Good nutrition is essential for your recovery. Eating well-balanced meals and snacks will help you recover quickly and help you feel your best. What you eat affects your well-being.

If you do not eat enough of the right foods, you will become tired and less able to take care of yourself. Be sure you make time to eat—even if you do not feel hungry.

When you are planning your meals and snacks, try to think about what your plate should look like.

For meals, use a 9-inch plate, half with nonstarchy vegetables, 1/4 protein and 1/4 starch with a small plate of fruit. For snacks, half your plate should be protein or non starchy vegetables or a combination and half your plate should be fruit or grain or a combination.

These plates show examples of well-balanced meals and snacks. For breakfast, two piece of toast, one egg, some orange slices and a cup of tea are shown. For lunch, a cup of milk; a turkey sandwich with cheese, lettuce, tomatoes, and onions; a slice of watermelon, and a small plate of broccoli. For dinner, a glass of milk, some string beans, a chicken breast, a baked potato, and a small plate of berries. For a snack, a glass of water, an apple, and some cheese.

According to the United States Department of Agriculture, you should:
  • eat smaller portion sizes
  • make half of your grains whole
  • make half of your plate vegetables and fruits
  • drink fat-free or low-fat milk
  • eat lean proteins

Visit for more information about nutrition.

Be sure to drink six to eight 8-ounce glasses of liquids (especially water) each day.

Eat foods high in vitamin C to help absorb the iron that comes from plants such as spinach.

For instance, drink a glass of orange juice with an iron-fortified cereal.

Good sources of vitamin C are oranges, broccoli, tomatoes, kiwi, strawberries, peppers, potatoes and cabbage.

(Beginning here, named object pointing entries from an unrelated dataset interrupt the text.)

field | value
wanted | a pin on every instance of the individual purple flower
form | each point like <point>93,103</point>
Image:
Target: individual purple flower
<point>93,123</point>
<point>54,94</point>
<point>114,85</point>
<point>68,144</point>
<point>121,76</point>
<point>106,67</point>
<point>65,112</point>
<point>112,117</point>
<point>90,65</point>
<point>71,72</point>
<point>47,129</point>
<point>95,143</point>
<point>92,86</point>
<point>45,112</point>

Nutrients important for your recovery

Eating foods rich in the following nutrients are important for your recovery.

  • Protein:
    Protein helps repair and build healthy tissue.
  • Iron:
    Iron works in each of your body’s cells to help make energy.
  • Vitamin C:
    Vitamin C helps your body repair damaged tissues, keeps your bones and teeth strong, and helps your body absorb iron.
  • Calcium:
    Calcium helps build and maintain your bones, your muscles move, your blood clot and your nerves send messages.
  • Fiber:
    Fiber helps your body produce regular bowel movements.

Use the healthful foods chart to help you choose foods for building well-balanced meals and snacks.

Ask your health care provider if you have questions about your nutrition and recovery.